Despite all of these advances for northern African Americans, Walker did not declare the coming of a new age of freedom and equality and he would not confirm the U.S. as a promising experiment in union and democracy. Certainly, Walker recognized that the United States was a young nation. Yet, his providential outlook did not envision a society that sat beyond a past of slavery and racist prejudice. Walker highlighted the deeply rooted nature of racist prejudice and he connected this directly to the institutions of the United States. The problematic idea of a Christian and masculine respectability shaped Walker’s view that slaves should rise against their masters, yet by framing slavery as a problem of history and politics, Walker highlighted the importance of conflict, and not pragmatic compromise, as the animating factor in political effort.

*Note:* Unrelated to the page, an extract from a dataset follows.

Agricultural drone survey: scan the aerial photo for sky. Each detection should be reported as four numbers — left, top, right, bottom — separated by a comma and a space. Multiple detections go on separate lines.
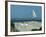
10, 5, 42, 20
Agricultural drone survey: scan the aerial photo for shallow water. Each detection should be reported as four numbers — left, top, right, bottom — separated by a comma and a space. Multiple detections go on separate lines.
10, 21, 42, 32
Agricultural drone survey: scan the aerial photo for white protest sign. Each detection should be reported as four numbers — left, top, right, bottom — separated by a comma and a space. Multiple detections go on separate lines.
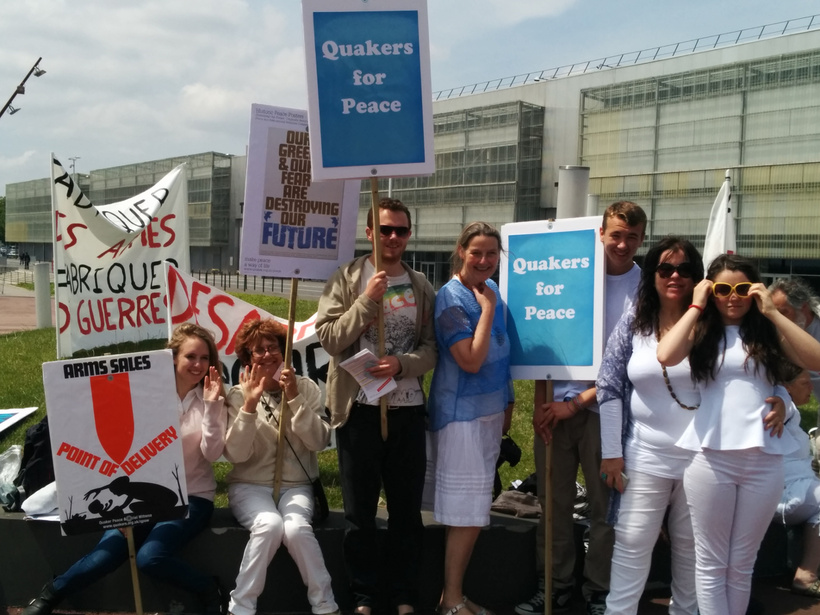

Walker emphasized transformation and he directly challenged the idea of peaceful change. He did mean to inflame as much as he meant to explain the difficulty of altering society. A newly free north could have provided Walker evidence to emphasize the possibility of eventual racial reconciliation. Instead, Walker insisted that the tenacity of slavery and the pervasiveness of racism reflected enduring problems of national ideology. These problems would not somehow sink away under their own immoral weight.
Scholars have debunked the historical idea that slavery began to disappear during the American Revolution mostly because slavery’s wrongfulness became self-evident. Certainly ideas mattered in the first phase of slavery’s abolition. Yet, almost fifty years after the colonial rebellion, Walker did not believe that simply bellowing first principles of human equality would convince most whites to end slavery or see blacks as equal.
Before concluding the third edition of his address with a hymn from the Psalms of David, Walker quoted the Declaration of Independence. He meant to demonstrate the right of African Americans to take freedom in direct fashion rather than argue that they deserved it. He repeated to America its own language of rebellion:
Hear your language further! ‘But when a long train of abuses and usurpation, pursuing invariably the same object, evinces a design to reduce them under absolute despotism, it is their right, it is their duty, to throw off such government, and to provide new guards for their future security.
Now that we have entered the month of February, the American public will no doubt be presented with a particular historical Martin Luther King, Jr., a person who dreamed that racism would fall away against the soft edge of national consensus. Yet, the American public will have to dig a bit to find a particular Martin Luther King, Jr. who questioned America’s colonial project in Vietnam, who demanded that America take in those refugees who were victims of America’s own violence overseas, who questioned the state’s commitment to economic justice, and who grew increasingly impatient, if not disillusioned, with the idea of consensus as an animating feature of civil rights activism. The American public will have to dig much, much deeper to hear the words of Walker, who framed his hope for the future in terms of a prophetic nightmare rather than a dream of solace. Today we should hear the echo of his Appeal; we should not make activism subservient to compromise.